Meeting the $100 billion commitment and financing adaptation – Several countries made new commitments to increase finance in support of developing countries to cope with the impact of climate change. This included a commitment from Japan and Australia to double their adaptation finance; a commitment from Norway to triple its adaptation finance; and commitments from Switzerland, Canada, and the US for the Adaptation Fund. The US finance adaptation commitment included some of its largest commitments to date – to reduce climate impacts on those most vulnerable worldwide. At the same time, Canada has committed to allocate 40% of its climate finance to adaptation. The UK, Spain, Japan, Australia, Norway, Ireland and Luxembourg also pledged commitments for climate financing that build on the plan put in place ahead of COP26 to deliver the $100 billion per year to developing countries.
Turning to data and technology
Taking the goals set out at COP26 as just one example, it’s clear that moving in a direction towards sustainability and tackling climate change is top of the agenda for the financial services. However, whilst the intention to drive sustainable finance is key, the real question is ‘how financial institutions can successfully achieve this transition?’. The answer, we believe, lies in data and technology.
Whilst some financial institutions that have moved to the cloud have reaped the rewards with access to integrated data, those that haven’t face a challenge of disparate and siloed data. Now, following years of never having to consider it, financial institutions need to bring in a whole new data set centred around climate and sustainability. Ensuring access to this data is going to be fundamental to facilitating sustainable investments and evidencing that what has been done has had a positive outcome on the climate. This is where embracing new and flexible technology platforms that drive ESG initiatives is crucial.
The role of partnerships
According to recent research from nCino, nearly half (44%) of financial organisations are adopting technology to better respond to ESG trends. With the right technology in place, banks and other financial institutions can easily add additional data points for the finance they are evaluating and issuing. Non-financial covenants – such as the amount of CO2 emissions avoided or clean energy megawatts hours generated – can be tracked against a particular piece of finance. For example, if a bank is financing a wind farm, technology platforms can help make sense of the metrics and external data integrations can track commitments relating to that finance.
In the past, credit losses were the primary constraint on what FIs financed and what they put in their portfolios. Now, there is a whole new set of criteria including the most recent goals and targets from COP26. For FIs to successfully track their finance against climate goals and place limits on portfolios to ensure they are sustainable, it all comes down to having the right data. And it’s here that new, flexible technology can help to generate this and track it to make sure banks are living up to their commitments.

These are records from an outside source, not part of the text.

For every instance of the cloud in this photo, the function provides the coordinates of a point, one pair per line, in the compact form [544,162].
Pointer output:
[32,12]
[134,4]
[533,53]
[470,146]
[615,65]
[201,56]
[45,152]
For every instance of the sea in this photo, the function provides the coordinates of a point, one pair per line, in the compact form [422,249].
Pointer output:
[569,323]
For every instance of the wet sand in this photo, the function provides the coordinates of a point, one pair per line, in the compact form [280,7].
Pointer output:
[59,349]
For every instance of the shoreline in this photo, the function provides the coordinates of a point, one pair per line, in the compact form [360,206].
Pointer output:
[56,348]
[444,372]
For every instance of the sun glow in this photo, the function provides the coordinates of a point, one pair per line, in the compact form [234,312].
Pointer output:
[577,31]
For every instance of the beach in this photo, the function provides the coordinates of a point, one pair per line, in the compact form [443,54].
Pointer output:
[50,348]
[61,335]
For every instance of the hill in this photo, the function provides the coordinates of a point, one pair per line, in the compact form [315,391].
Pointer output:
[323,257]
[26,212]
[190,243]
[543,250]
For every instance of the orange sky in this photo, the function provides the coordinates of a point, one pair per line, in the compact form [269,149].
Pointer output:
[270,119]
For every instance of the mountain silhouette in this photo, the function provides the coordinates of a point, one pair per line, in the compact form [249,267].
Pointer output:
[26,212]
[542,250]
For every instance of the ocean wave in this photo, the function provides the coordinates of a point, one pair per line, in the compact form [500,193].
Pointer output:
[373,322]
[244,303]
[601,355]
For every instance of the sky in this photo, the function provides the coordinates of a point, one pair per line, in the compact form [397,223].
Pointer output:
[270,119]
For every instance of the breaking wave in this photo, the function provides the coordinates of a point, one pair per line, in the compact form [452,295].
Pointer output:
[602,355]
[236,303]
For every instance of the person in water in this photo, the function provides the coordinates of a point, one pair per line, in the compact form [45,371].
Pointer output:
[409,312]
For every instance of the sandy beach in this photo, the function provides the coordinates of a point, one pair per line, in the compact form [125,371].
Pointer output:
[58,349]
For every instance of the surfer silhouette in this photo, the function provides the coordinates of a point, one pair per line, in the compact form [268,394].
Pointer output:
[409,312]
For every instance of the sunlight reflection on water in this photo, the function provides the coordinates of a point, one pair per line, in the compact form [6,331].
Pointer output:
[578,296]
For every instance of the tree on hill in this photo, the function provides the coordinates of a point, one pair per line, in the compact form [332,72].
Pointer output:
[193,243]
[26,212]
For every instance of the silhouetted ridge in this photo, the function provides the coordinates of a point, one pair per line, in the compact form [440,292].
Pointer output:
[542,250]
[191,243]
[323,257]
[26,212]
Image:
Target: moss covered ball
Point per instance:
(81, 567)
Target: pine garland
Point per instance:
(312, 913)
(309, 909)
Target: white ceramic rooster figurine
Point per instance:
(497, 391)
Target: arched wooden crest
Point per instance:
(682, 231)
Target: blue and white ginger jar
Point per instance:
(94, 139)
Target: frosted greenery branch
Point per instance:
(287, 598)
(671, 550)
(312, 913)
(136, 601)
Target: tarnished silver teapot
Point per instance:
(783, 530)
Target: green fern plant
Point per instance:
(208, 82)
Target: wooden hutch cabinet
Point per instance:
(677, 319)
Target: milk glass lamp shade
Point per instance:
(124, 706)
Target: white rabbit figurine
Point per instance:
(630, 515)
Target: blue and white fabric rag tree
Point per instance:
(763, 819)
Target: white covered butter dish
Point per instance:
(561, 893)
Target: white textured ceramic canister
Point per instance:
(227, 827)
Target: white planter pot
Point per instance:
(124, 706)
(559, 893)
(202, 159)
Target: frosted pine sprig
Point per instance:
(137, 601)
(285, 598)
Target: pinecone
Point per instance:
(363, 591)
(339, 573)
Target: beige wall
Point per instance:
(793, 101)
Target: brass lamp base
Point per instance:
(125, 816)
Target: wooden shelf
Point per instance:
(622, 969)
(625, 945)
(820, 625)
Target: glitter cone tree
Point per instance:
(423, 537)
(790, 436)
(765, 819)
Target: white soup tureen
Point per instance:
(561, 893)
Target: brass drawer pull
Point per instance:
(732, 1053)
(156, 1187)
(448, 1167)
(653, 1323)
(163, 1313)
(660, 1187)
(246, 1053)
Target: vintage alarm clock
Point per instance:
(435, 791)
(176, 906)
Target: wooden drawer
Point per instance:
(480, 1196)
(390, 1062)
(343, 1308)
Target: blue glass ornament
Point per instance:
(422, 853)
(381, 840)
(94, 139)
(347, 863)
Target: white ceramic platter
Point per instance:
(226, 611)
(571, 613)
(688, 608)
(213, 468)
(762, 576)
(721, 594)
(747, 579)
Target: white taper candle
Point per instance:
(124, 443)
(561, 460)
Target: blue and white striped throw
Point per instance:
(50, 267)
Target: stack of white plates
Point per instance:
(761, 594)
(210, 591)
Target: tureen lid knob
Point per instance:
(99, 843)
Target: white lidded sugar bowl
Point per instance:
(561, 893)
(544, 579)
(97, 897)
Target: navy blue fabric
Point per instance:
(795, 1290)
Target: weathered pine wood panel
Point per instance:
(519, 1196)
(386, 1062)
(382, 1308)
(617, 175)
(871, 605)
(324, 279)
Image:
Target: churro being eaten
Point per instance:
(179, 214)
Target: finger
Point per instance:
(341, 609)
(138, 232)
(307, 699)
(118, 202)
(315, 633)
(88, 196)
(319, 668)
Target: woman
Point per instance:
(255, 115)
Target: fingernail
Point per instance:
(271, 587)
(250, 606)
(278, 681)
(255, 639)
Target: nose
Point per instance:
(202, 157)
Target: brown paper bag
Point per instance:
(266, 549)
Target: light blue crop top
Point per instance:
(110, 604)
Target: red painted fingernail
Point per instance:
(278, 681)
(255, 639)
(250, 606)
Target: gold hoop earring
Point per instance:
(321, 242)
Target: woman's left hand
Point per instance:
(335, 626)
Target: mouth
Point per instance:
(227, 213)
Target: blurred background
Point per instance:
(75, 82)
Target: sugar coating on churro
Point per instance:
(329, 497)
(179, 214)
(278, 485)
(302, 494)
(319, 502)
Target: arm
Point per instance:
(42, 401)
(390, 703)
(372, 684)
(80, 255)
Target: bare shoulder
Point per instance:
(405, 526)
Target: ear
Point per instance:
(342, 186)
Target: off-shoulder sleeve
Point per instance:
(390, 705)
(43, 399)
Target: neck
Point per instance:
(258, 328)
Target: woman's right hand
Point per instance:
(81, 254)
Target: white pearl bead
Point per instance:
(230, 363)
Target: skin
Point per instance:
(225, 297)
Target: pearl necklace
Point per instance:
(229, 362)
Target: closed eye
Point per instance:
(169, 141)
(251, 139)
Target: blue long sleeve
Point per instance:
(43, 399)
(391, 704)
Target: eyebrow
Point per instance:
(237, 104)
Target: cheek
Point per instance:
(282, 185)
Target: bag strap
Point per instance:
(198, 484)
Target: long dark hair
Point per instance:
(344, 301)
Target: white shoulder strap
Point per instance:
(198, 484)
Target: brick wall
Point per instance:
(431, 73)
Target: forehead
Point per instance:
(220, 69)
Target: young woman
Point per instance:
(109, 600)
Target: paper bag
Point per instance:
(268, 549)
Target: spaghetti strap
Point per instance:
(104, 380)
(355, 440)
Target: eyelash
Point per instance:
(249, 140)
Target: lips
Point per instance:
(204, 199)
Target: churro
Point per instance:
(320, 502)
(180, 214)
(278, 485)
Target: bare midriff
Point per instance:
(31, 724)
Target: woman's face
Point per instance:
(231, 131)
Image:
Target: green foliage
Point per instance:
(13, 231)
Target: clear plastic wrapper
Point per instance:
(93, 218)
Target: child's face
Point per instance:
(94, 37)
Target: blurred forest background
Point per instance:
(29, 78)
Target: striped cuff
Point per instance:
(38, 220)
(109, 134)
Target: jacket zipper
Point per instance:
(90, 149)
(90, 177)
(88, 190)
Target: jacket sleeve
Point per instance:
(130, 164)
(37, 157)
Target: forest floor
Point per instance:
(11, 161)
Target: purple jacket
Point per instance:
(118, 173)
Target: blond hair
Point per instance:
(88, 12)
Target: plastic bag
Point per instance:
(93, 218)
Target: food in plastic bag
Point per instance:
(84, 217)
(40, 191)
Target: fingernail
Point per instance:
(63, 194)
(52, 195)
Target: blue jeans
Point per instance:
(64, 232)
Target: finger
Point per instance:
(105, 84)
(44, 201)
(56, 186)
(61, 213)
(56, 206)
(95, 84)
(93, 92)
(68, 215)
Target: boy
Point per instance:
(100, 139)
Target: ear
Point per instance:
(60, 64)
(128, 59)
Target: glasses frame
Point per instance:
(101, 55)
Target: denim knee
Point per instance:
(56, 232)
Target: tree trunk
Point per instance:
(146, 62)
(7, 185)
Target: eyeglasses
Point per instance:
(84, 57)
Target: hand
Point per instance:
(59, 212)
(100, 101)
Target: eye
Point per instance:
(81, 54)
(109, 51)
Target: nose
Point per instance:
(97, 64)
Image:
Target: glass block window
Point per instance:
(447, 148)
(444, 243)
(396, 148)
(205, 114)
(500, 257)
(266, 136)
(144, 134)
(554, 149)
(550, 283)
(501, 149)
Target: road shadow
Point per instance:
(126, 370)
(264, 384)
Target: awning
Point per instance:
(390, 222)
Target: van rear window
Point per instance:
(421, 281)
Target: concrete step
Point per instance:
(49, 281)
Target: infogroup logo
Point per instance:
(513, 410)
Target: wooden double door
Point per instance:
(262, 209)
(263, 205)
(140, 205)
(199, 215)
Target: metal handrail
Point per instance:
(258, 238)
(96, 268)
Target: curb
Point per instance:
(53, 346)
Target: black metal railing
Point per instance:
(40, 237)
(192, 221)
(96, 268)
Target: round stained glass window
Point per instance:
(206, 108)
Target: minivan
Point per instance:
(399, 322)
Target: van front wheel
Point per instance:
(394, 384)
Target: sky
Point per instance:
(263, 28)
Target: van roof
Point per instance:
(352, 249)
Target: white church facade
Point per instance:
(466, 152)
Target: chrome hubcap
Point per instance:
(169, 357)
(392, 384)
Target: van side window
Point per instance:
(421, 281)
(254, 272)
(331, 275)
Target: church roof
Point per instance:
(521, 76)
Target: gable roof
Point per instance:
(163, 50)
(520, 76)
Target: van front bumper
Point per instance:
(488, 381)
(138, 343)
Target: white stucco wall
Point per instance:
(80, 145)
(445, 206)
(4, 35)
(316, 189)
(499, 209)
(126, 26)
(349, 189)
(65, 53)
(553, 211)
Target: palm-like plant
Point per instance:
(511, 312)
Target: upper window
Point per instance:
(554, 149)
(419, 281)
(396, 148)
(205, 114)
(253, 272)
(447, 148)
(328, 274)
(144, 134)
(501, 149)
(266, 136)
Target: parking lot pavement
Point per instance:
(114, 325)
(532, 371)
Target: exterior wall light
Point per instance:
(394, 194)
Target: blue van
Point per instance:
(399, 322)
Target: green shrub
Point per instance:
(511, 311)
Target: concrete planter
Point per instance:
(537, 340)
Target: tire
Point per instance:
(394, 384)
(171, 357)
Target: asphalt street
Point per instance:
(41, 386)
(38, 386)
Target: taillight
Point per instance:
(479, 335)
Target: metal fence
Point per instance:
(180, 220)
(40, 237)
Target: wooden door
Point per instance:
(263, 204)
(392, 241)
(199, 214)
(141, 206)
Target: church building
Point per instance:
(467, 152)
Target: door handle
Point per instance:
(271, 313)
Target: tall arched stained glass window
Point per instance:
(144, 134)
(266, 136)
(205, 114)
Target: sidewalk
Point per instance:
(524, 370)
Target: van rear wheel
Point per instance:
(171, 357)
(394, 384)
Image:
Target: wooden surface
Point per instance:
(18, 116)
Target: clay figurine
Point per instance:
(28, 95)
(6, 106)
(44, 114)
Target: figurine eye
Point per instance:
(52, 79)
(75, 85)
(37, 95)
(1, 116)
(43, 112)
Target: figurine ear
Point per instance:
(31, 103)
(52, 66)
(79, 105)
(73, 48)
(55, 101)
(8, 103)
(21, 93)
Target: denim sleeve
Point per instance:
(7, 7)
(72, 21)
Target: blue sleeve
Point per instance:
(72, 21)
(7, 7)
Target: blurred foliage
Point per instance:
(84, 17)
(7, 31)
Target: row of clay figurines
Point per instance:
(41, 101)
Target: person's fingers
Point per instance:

A future of sustainable finance
Looking back over the highlights from COP26 and the commitments being made, finance has a clear role to play in moving businesses, societies and countries towards a more sustainable future. It’s time for financial institutions to turn the tables and ensure that making sustainable investments is a priority. With the support of agile technology to help gather and report on the right data, there’s no reason for financial performance and sustainability to be mutually exclusive anymore.